TRU President Brett Fairbairn said while the policy does state the board will seek advice from senate before making a final decision, the process is merely a guideline.

“The regulations provide guidelines and an orderly process by which the board and governors shall decide on the need for reduction or elimination of particular programs,” he said.

“The regulations outline the steps that are used pursuant to the policy, and as an aside, these aren’t actually cast in stone.”

TRU lawyer Scott Blackford said it was his view that senate is obligated to provide advice to the board when asked, but not providing the advice doesn’t prevent the board from making a final decision.

“I think to read that senate must advise before the board can decide is clearly contrary to the intention of the act,” Blackford said.

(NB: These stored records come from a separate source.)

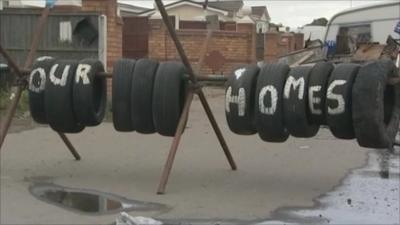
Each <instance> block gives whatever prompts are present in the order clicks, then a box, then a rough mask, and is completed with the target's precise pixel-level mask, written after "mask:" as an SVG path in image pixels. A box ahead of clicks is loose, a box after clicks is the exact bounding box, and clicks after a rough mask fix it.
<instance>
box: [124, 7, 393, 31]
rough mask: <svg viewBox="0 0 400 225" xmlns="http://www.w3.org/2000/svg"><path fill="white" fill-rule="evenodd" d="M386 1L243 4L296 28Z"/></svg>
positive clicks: (293, 27)
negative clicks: (314, 20)
mask: <svg viewBox="0 0 400 225" xmlns="http://www.w3.org/2000/svg"><path fill="white" fill-rule="evenodd" d="M387 1H396V0H335V1H332V0H319V1H317V0H314V1H301V0H291V1H287V0H285V1H282V0H245V4H246V5H250V6H255V5H257V6H260V5H263V6H267V8H268V11H269V14H270V16H271V19H272V22H274V23H282V24H283V25H285V26H289V27H292V28H296V27H300V26H303V25H305V24H308V23H311V22H312V20H313V19H315V18H320V17H326V18H327V19H330V17H332V16H333V15H334V14H335V13H337V12H340V11H342V10H344V9H349V8H351V7H358V6H363V5H368V4H377V3H380V2H387ZM397 1H398V0H397ZM120 2H124V3H129V4H134V5H138V6H143V7H149V8H152V7H153V1H151V0H147V1H146V0H145V1H140V0H120ZM166 2H168V1H166ZM169 2H171V1H169ZM399 14H400V12H399ZM399 17H400V15H399Z"/></svg>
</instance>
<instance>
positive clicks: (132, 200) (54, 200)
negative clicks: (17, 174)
mask: <svg viewBox="0 0 400 225" xmlns="http://www.w3.org/2000/svg"><path fill="white" fill-rule="evenodd" d="M29 191H30V192H31V194H32V195H34V196H35V197H36V198H38V199H39V200H42V201H45V202H47V203H50V204H53V205H56V206H59V207H62V208H64V209H68V210H72V211H74V212H79V213H85V214H90V215H103V214H111V213H116V212H121V211H128V212H129V211H161V210H166V209H167V208H168V207H167V206H166V205H163V204H158V203H150V202H141V201H136V200H130V199H126V198H124V197H120V196H117V195H112V194H108V193H102V192H97V191H93V190H81V189H75V188H65V187H62V186H58V185H54V184H43V183H38V184H33V185H32V186H31V187H30V188H29Z"/></svg>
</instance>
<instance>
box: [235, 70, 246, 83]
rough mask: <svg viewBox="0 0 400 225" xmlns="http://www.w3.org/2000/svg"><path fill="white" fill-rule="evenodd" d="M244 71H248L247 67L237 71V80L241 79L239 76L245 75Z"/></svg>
mask: <svg viewBox="0 0 400 225" xmlns="http://www.w3.org/2000/svg"><path fill="white" fill-rule="evenodd" d="M244 72H246V68H241V69H237V70H236V71H235V77H236V80H239V78H240V77H242V76H243V74H244Z"/></svg>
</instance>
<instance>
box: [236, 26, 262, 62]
mask: <svg viewBox="0 0 400 225" xmlns="http://www.w3.org/2000/svg"><path fill="white" fill-rule="evenodd" d="M237 31H238V32H246V33H249V34H250V36H251V38H250V39H249V48H248V52H247V53H248V56H249V59H250V61H251V63H256V62H257V57H256V27H255V24H254V23H253V22H252V21H248V22H247V21H246V22H241V21H239V22H238V23H237Z"/></svg>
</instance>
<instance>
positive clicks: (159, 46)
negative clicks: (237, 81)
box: [149, 20, 255, 75]
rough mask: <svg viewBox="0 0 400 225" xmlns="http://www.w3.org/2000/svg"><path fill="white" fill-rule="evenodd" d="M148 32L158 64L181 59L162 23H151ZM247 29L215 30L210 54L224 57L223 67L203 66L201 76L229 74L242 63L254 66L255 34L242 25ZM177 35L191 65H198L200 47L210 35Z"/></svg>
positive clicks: (204, 32) (199, 54)
mask: <svg viewBox="0 0 400 225" xmlns="http://www.w3.org/2000/svg"><path fill="white" fill-rule="evenodd" d="M149 24H150V33H149V58H152V59H155V60H159V61H174V60H180V58H179V55H178V53H177V51H176V48H175V45H174V43H173V42H172V40H171V38H170V37H169V34H168V31H167V30H166V28H165V26H164V24H163V23H162V21H161V20H150V21H149ZM242 27H245V28H246V29H248V30H245V31H243V30H242V31H240V32H234V31H214V33H213V36H212V40H211V43H210V46H209V51H208V52H209V53H210V52H211V51H218V52H219V53H221V55H222V56H223V58H224V60H223V61H224V63H223V65H222V67H221V68H219V69H213V68H211V67H210V66H209V65H207V63H204V65H203V68H202V70H201V72H200V73H201V74H224V75H225V74H229V73H231V72H232V70H233V69H234V68H235V67H237V66H238V65H240V64H248V63H252V60H253V59H254V56H253V55H254V54H255V53H254V51H252V50H253V49H254V48H253V47H252V46H253V35H252V32H251V25H250V28H249V27H248V26H243V25H242ZM177 35H178V38H179V40H180V41H181V43H182V45H183V48H184V50H185V52H186V54H187V56H188V58H189V60H190V61H191V62H192V65H193V66H195V65H197V62H198V60H199V58H200V54H201V52H202V51H201V47H202V46H203V44H204V41H205V39H206V36H207V31H206V30H177Z"/></svg>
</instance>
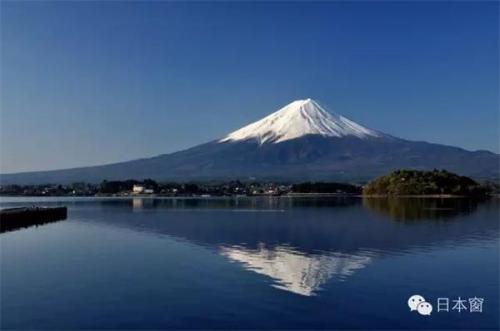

“What the consequences of non fulfilling that are, I’m not prepared to go there — that's for senate to decide — but it doesn't prevent the board from making a decision.”

Governor Jim Hamilton said he felt the “controversy” comes down to different interpretations of what constitutes the quality of the language, interpretation and delivery of policy and legislation.

Fairbairn said there is a “log jam” in senate that prevents it from performing its duties.

“None of that is the board's responsibility or even even the board's business,” Fairbairn said. “But certainly my role as chair of senate is to do what I can to help senate address that.”

McLean said senate will still have an opportunity to provide advice to the board if it wishes.

“We want to work co-operatively," she said. "We will make a decision by the end of January."

The proposed program eliminations include the bachelor of visual arts, the visual arts minor, diploma, and certificate.

Senate decided Monday evening to adjourn talks of the potential closures until it receives both a written notice of intent to proceed with the program closures and a written request for advice on each identified program from the university's board of governors.

A resolution passed Monday states senate will continue its consideration once the Academic Planning and Priorities Committee provides information to senate on educational losses, expected financial and other resource savings and alternative actions or cost reduction as a result of the proposed closures — a report that was planned to occur during the same meeting.

Senator Craig Jones, a professor in TRU's law school and a highly regarded lawyer, has previously raised concerns that the university may not be following policy in the proposed program eliminations.